Over the course of his quest, Steel is variously trailed by the Philippine Army, surveilled by Marcos’s henchmen, chased by bandits and guerillas, stalked by a vengeful former employee, and seduced by a comely CIA agent. “You are like an American soap opera,” one character observes. “You have layers of people following your activities.”

As Steel closes in on the gold, his pursuers aren’t far behind. “They all lusted for [the] fortune, would stop at nothing to get it,” he thinks. “They all used him. They used his weakness for gold. Goddamn them. He needed to outsmart them all. Hone his skills. Use his resources wisely. Be always one step ahead. Then he could quit.”

In many ways, “Steel’s Gold” is an old-fashioned thriller, set in an exotic location with plenty of sex and violence, but its overlay of political intrigue and psychological cross-currents give it added depth and resonance. Call it a guilty pleasure with benefits.

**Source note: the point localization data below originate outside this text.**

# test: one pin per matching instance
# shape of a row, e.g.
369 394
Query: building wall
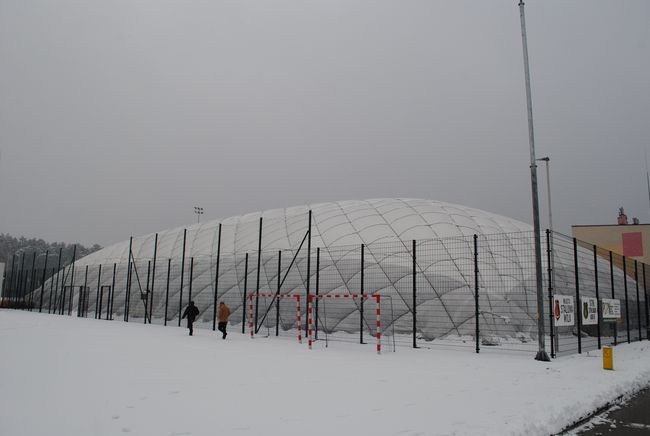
630 240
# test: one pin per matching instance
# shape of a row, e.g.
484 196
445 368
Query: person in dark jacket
191 312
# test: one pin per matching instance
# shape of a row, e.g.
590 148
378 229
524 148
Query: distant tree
10 246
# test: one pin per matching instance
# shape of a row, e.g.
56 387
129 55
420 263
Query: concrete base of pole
542 356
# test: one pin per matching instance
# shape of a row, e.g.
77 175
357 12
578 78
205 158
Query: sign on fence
611 309
589 310
563 310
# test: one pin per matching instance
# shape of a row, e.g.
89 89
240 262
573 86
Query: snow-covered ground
80 377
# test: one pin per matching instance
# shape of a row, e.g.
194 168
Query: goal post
251 310
310 318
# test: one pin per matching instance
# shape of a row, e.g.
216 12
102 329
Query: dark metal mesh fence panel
340 273
507 291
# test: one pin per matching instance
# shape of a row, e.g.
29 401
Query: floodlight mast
541 353
198 211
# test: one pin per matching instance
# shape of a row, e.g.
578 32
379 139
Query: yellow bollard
608 358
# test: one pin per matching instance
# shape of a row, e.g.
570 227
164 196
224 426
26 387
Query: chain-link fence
475 291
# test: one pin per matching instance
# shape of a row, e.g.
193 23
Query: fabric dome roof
334 224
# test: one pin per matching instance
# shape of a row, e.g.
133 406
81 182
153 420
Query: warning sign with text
563 310
589 310
611 309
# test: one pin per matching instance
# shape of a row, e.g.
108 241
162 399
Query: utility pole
541 352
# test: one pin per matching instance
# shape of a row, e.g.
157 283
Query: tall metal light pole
541 353
198 211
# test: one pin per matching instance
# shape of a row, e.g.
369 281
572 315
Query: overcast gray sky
117 117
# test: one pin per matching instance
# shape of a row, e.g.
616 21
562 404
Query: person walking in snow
191 312
224 313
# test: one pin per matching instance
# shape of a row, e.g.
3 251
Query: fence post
127 290
216 281
577 304
551 285
638 302
98 303
153 276
12 280
84 294
317 290
146 290
169 267
362 291
257 280
307 287
74 258
645 305
611 277
58 269
277 300
598 309
243 316
476 302
414 296
98 298
40 305
31 285
180 301
21 274
49 300
627 311
189 293
111 295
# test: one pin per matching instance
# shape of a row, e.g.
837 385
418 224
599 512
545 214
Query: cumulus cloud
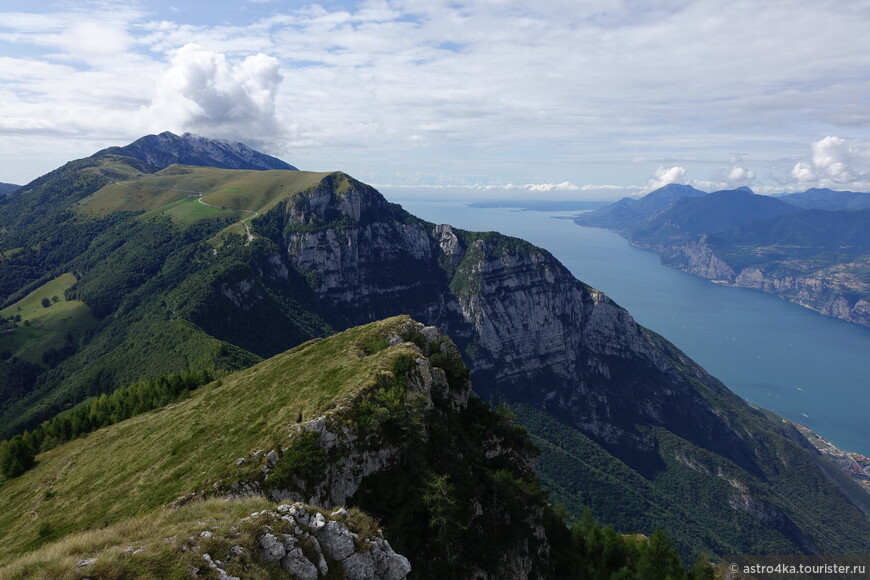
664 176
205 93
836 162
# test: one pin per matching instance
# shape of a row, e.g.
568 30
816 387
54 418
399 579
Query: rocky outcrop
528 327
311 544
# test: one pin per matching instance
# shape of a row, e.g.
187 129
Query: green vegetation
248 190
152 458
55 324
160 545
18 454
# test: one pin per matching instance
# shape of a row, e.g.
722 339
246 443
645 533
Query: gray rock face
315 540
830 291
520 315
340 478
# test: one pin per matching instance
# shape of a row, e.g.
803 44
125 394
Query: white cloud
664 176
205 93
836 162
486 90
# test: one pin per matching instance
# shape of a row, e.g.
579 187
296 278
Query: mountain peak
167 148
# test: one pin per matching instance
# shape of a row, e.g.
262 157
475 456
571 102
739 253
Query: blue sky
570 99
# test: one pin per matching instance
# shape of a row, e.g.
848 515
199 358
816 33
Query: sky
559 99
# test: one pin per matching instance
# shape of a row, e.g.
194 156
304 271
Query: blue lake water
806 367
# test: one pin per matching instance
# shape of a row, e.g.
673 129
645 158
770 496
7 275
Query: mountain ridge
335 253
740 239
165 149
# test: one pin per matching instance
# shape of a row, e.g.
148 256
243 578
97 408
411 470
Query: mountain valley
160 268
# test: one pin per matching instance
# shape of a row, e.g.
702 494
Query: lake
806 367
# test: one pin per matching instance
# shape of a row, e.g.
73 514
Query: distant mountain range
161 151
811 248
6 188
116 273
827 199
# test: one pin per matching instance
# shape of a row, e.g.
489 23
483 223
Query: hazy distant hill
6 188
828 199
819 259
715 212
207 269
628 213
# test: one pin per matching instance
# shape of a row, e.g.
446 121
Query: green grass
190 211
166 543
49 326
237 189
148 461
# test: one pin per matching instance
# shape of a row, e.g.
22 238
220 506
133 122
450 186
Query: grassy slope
48 326
239 189
159 539
139 464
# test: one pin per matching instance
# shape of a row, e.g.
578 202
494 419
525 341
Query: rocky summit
128 288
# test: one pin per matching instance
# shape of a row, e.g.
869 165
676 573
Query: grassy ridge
151 459
237 189
42 328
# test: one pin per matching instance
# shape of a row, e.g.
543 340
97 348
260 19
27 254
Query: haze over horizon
568 100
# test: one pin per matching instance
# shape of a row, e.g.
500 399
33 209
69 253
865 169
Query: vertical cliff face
531 333
529 328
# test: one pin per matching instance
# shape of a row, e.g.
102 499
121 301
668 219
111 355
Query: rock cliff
519 315
532 333
836 290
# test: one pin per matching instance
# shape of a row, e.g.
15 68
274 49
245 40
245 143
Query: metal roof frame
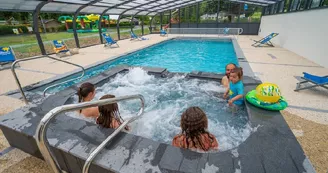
126 5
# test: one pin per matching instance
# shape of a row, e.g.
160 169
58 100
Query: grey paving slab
272 147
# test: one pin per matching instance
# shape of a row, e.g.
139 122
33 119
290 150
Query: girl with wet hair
87 92
109 115
194 134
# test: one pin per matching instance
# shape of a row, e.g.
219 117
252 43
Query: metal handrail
32 58
219 30
43 125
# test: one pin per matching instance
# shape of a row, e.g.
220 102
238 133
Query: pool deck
276 65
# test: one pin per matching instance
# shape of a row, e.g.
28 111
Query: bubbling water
167 98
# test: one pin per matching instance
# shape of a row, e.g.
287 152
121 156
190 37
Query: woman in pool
194 133
87 92
225 80
109 115
236 88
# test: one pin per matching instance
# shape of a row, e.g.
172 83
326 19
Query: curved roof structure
114 7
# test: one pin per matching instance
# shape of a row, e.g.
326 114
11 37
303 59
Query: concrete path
276 65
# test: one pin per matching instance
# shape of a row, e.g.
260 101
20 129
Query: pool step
271 148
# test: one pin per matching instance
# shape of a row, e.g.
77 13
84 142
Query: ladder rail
39 57
40 134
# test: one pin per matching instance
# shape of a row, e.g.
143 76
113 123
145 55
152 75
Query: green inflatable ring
280 105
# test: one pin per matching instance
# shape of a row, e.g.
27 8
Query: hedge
5 29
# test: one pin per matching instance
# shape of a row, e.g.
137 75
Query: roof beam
119 17
105 11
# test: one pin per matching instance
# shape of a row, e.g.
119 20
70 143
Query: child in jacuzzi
235 89
109 115
87 92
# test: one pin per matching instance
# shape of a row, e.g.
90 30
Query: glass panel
302 4
252 14
234 12
87 29
325 3
208 12
184 15
315 3
54 26
125 27
156 24
193 13
146 20
175 16
286 5
224 16
24 43
295 5
281 6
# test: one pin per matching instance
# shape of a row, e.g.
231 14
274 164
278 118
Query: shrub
8 29
61 28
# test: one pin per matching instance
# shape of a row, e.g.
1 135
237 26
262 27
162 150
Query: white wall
304 33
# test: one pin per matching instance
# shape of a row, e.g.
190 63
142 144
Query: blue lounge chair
60 46
317 81
226 31
135 37
7 56
265 40
163 33
109 40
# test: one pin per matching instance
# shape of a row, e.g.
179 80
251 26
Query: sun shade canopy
114 7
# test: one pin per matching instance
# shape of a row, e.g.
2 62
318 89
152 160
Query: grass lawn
26 45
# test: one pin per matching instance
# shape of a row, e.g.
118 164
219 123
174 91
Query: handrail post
32 58
41 130
17 82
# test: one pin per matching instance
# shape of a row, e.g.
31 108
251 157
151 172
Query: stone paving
276 65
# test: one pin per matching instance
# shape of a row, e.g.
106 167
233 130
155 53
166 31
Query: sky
113 16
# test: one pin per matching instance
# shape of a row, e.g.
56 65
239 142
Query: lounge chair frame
267 43
315 84
109 44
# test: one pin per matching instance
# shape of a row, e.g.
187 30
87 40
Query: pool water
167 98
178 55
185 56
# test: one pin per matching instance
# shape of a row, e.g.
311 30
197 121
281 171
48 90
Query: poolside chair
60 47
226 31
135 37
317 81
265 40
109 40
7 56
163 33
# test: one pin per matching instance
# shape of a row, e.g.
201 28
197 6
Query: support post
76 37
118 27
290 5
142 23
36 13
217 14
103 13
161 20
197 14
119 17
239 10
170 17
179 17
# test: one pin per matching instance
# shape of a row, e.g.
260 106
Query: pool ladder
42 128
46 89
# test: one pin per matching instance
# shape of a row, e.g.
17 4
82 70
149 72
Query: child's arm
237 97
226 93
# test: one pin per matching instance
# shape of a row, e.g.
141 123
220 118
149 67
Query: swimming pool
177 55
167 98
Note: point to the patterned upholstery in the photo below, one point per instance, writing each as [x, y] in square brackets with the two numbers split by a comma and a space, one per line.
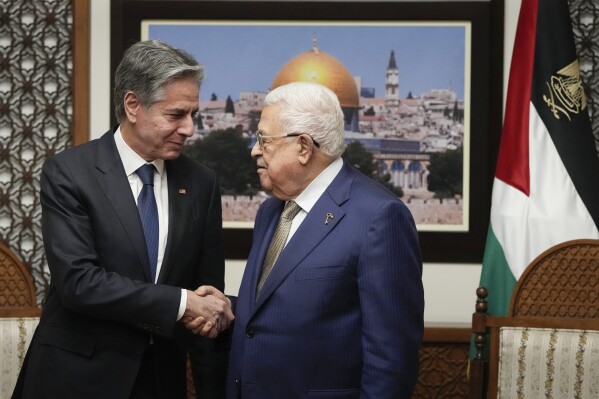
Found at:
[548, 344]
[548, 363]
[19, 316]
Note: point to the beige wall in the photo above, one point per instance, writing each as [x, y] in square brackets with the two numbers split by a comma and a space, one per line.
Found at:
[449, 288]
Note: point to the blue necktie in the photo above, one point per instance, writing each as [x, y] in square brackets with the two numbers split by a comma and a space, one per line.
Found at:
[148, 212]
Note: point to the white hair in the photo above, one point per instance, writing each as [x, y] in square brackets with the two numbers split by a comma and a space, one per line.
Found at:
[313, 109]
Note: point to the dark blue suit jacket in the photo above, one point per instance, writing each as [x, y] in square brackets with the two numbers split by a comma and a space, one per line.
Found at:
[341, 314]
[101, 306]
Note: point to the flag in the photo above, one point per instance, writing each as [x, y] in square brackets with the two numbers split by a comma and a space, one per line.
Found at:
[546, 187]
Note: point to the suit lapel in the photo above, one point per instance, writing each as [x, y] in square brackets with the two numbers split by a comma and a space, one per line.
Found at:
[315, 227]
[178, 210]
[113, 181]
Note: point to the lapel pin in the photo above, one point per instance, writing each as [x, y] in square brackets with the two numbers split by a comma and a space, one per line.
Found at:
[329, 216]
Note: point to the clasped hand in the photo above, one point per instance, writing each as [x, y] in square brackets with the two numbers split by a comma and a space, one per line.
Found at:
[208, 312]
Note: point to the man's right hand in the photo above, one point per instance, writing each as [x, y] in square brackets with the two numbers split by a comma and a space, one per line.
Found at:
[208, 312]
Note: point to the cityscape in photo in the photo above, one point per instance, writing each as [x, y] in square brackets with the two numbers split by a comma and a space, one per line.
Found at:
[403, 88]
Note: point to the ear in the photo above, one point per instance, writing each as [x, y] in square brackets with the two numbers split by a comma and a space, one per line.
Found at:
[306, 150]
[132, 106]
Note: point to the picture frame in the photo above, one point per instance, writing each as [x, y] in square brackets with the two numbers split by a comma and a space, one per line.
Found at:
[485, 19]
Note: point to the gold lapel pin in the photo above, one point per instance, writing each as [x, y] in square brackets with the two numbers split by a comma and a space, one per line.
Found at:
[329, 216]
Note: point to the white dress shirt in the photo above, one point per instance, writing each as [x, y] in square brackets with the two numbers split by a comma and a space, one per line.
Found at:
[312, 193]
[132, 161]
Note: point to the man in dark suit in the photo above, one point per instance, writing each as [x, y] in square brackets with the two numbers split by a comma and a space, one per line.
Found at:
[123, 282]
[340, 315]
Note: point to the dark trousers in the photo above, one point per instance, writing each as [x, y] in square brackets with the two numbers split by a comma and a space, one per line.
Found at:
[146, 384]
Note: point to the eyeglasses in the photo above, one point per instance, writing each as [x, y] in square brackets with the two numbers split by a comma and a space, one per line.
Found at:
[262, 141]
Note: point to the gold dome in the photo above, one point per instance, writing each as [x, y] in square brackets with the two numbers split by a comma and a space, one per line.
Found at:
[317, 66]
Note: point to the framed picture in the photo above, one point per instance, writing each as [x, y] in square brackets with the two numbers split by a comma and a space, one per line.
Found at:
[419, 82]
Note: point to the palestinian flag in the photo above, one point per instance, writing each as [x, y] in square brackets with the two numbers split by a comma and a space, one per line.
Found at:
[546, 187]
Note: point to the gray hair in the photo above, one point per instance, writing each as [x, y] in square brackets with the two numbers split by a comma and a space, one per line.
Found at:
[313, 109]
[147, 67]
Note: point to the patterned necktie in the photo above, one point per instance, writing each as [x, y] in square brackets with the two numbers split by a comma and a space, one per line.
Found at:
[148, 212]
[278, 241]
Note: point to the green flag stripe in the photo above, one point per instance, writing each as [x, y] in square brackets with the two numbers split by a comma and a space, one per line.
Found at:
[496, 276]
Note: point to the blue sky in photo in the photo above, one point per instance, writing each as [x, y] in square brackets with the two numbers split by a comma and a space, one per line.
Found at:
[247, 57]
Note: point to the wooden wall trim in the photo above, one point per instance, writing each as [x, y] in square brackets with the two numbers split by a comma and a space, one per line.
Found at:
[81, 71]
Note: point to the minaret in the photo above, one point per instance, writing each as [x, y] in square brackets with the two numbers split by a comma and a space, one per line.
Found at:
[392, 83]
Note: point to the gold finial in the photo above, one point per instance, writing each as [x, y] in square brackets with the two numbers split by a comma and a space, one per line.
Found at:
[314, 43]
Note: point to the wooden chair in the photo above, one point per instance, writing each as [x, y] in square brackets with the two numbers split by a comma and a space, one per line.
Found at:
[19, 316]
[548, 344]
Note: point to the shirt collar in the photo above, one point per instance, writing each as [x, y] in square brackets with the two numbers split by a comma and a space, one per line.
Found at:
[312, 193]
[131, 160]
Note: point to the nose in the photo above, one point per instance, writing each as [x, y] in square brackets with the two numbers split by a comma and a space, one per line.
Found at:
[256, 150]
[187, 126]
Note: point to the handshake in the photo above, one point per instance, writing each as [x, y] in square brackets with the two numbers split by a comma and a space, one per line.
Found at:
[208, 312]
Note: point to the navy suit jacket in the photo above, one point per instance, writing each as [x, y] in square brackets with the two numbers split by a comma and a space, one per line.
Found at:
[341, 314]
[101, 307]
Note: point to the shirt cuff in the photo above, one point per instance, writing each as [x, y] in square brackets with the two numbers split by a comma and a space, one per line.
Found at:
[182, 304]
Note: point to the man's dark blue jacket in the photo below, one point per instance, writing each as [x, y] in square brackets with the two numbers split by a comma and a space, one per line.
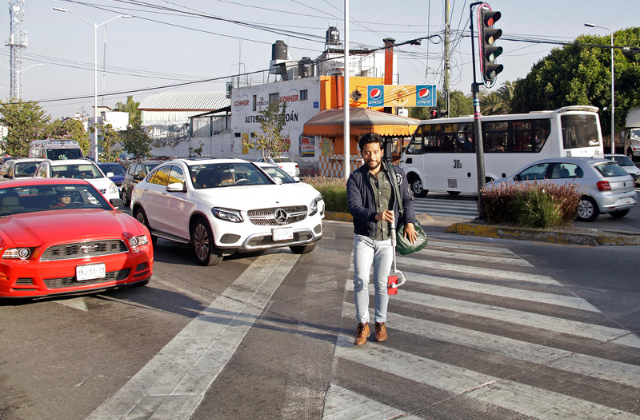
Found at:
[362, 204]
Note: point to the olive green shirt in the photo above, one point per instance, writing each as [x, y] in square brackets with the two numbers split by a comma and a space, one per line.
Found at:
[382, 192]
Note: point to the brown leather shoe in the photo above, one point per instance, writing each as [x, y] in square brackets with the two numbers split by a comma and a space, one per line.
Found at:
[362, 333]
[381, 332]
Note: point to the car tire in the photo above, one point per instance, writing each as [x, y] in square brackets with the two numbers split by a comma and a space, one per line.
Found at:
[141, 217]
[125, 198]
[417, 188]
[302, 249]
[587, 209]
[619, 213]
[202, 242]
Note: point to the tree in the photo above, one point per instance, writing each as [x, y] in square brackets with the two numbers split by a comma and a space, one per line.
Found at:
[110, 143]
[131, 106]
[135, 140]
[270, 140]
[25, 122]
[69, 129]
[578, 74]
[497, 101]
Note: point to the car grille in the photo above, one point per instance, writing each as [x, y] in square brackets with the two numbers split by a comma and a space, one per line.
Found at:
[267, 217]
[84, 250]
[71, 281]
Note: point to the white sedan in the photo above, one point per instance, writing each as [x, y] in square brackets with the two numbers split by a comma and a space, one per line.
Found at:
[222, 206]
[605, 186]
[80, 169]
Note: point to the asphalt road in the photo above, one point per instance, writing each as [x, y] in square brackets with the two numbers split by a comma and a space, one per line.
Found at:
[484, 328]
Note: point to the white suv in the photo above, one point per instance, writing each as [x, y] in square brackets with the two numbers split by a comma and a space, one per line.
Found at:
[222, 206]
[80, 169]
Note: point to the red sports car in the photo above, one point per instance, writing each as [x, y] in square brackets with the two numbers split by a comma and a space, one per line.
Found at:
[61, 236]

Nick Auclair spent 20 years as a US intelligence officer, five of those in the Philippines, where he spent his free time chasing treasure. He now lives on a farm in Virginia and teaches counterinsurgency at the Virginia Military Institute, but maintains a pied-à-terre on the Hill.

Touched by an Angel
All Nia wanted to do was to touch the wing of the angel and absorb some of his peaceful aura. Heaven knows she could use some peace, what with her mother submerged in sorrow after the death of her husband. “When she drowns,” Nia laments, “I am not even there in her eyes. Nothing is there, expect my father’s absence.” But in the fantasy world of E.J. Wenstrom, even a touch can have world-changing consequences.

“Rain: A Novella” is the prequel to Wenstrom’s debut novel, “Mud: Chronicles of the Third Realm War,” which was named FWA’s 2016 Book of the year. In this pre-history, a young woman finds herself torn between a kind-hearted, shape-shifting demon named Bastus, and the “glorious and beautiful and terrible” angel Calipher. Her choice sets in motion a series of events that spiral into disaster. “The magic that holds the realms in order is complex and subtle,” Bastus warns her, “and when set out of order, dangerous.”

Soon “everything is swaying off kilter,” and Nia must once again make a life-altering decision. But how will she find the courage to give up the magic that is her only solace? And, she wonders, “How will I make it alone in this ruined realm?”

E.J. Wenstrom is an award-winning fantasy and science fiction author who calls herself “a DC girl at heart.” Find her at ejwenstrom.com.

On the Hill in July (and Beyond)
East City Bookshop hosts readings by Lee Matthew Goldberg, author of “The Mentor: A Thriller,” July 10, 6:30pm; Brad Thor, author of “Use of Force: A Thriller,” in conversation with Larry O’Connor of WMAL, July 14, 7pm; John Pfordresher, author of “The Secret History of Jane Eyre: How Charlotte Bronte Wrote Her Masterpiece,” July 17, 6:30pm; Clay Cane, author of “Live Through This: Surviving the Intersections of Sexuality, God, and Race,” July 20, 6:30pm; Ian Bassingwaighte, author of “Live From Cairo: A Novel,” July 25, 6:30pm; Drew Magary, author of “The Hike: A Novel,” July 26, 6:30pm; and David Burr Gerrard, author of “The Epiphany Machine,” in conversation with Adam Kushner of the Washington Post, July 27, 6:30pm. eastcitybookshop.com

The Library of Congress has scheduled its 17th annual National Book Festival for Sat., Sept. 2, 1-7:30pm at the Walter E. Washington Convention Center. Featured writers will include 2015 Newbery Medal winner Kwame Alexander; Michael Lewis, author of “Moneyball” and “The Undoing Project”; physician and Pulitzer Prize-winning writer Siddhartha Mukherjee, author of “The Gene: An Intimate History”; J.D. Vance, author of the bestselling “Hillbilly Elegy”; Margot Lee Shetterly, author of “Hidden Figures”; and thriller writer David Baldacci. www.loc.gov/bookfest/.

Smithsonian Associates presents Mario Livio, astrophysicist and author of “Why? What Makes Us Curious,” July 12, 6:45pm; “George Orwell in the 21st Century,” with Orwell scholar Andrew Rubin, July 19, 6:45pm; and “Bootleggers, Bathtubs, and Speakeasies: Tales from Prohibition,” with author Garrett Peck, Aug. 1, 6:45pm. www.smithsonianassociates.org.